5. “We Sell Data” notices required, more detailed than in California: To get an opt-in to sell data, a business must tell consumers that:

  • identifies the specific “individuals” to whom data is “sold” and
  • offers “[t]The prorated value of the consumer’s personal information.” 10-1-944(b)(1).

This is a stricter approach than in California. CCPA permits the “sale” of data without identifying specific recipients. Also, CCPA only requires a data rating when a company offers consumers a “financial incentive” in exchange for their data — which presumably provides a basis for the rating. GCDPA assumes that “data sales” also occur without currency exchange, so companies may need to calculate the “value” of data with little basis for doing so.

6. Not just a right to erasure, but an additional “right to be forgotten”: Like other state data protection laws, the GDPR provides a general right for consumers to ask companies to erase their data.
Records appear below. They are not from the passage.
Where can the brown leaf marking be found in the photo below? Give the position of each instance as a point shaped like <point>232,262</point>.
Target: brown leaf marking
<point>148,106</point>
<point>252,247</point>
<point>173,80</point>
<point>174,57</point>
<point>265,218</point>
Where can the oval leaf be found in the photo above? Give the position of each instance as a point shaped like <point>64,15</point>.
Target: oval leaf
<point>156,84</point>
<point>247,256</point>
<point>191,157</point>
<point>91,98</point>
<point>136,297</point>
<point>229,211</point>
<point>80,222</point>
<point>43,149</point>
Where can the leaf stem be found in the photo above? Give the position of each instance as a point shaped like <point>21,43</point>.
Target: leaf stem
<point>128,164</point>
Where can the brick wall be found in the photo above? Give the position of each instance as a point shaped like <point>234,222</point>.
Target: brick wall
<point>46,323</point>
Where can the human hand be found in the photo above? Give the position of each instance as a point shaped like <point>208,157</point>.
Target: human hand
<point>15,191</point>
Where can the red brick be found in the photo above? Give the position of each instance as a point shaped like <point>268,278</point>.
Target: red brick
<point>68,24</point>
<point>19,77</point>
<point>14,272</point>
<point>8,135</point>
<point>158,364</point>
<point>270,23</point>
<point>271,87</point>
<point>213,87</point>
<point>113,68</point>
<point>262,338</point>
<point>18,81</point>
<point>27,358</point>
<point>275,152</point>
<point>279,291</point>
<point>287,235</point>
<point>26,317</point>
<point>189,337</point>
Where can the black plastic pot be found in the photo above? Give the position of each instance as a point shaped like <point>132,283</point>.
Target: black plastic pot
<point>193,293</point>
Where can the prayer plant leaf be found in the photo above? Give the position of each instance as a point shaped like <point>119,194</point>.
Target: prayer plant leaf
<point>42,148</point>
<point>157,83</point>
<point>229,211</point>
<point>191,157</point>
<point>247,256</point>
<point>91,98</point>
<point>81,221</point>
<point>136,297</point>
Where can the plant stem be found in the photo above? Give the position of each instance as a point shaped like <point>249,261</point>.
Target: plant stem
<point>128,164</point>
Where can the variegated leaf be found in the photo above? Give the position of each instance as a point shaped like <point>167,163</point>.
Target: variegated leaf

  • But the GCDPA handles it well, adopting an EU-style “right to be forgotten”. This means that if a business has “made public any consumer’s personal information,” it must “take all reasonable steps” to make that information “non-public.” 10-1-942(d).
  • For example, this may require businesses to contact search engines or social media platforms to “remove” links to consumer information pages.
  1. Company research can only be carried out with anonymized data: “Any research” using personal data collected “from a consumer” must only be done using anonymized or aggregated data. 10-1-940(2).
  • This is significantly stricter than the CCPA, which only contains rules designed to support research “in the public interest.” In contrast, GCDPA would impose anonymization/aggregation requirements for all internal company research.
  • This means that core business processes such as product improvement, product development, corporate research and development, or new practices such as AI development may only be able to be performed with de-identified data.
  1. Similar, Anonymous data cannot be recognized without “consumer consent or authorization”..” 10-1-951(a). This may be virtually impossible, as organizations may not know whose data resides in an anonymized data set – and therefore need to obtain whose consent – until they re-identify the data set.
  • This rule can also discourage anonymization and privacy research practices — since once data is anonymized, it is “locked” in that state unless all consumers in the dataset give their consent.
  1. No carve-outs for B2B data or employee data. Unlike privacy laws in California, Colorado, and Virginia, GCDPA does not include an exemption for B2B data or employee data.
  • This means companies could face requests from employees to delete data, provide copies of data, or stop “selling” employee data.
  • European workers have had these types of rights under the GDPR for several years. One experience is that they are often used by former employees to conduct pre-trial investigations into their former employer to gather information that can be used in labor disputes.
  1. Georgia AG does not have exclusive enforcement powers. The General Terms and Conditions do not specify which government bodies are authorized to enforce them. It only states that Georgia AG can reimburse reasonable costs incurred during enforcement measures. 10-1-956(b). This could mean that a variety of state and local agencies could initiate GCDPA enforcement actions.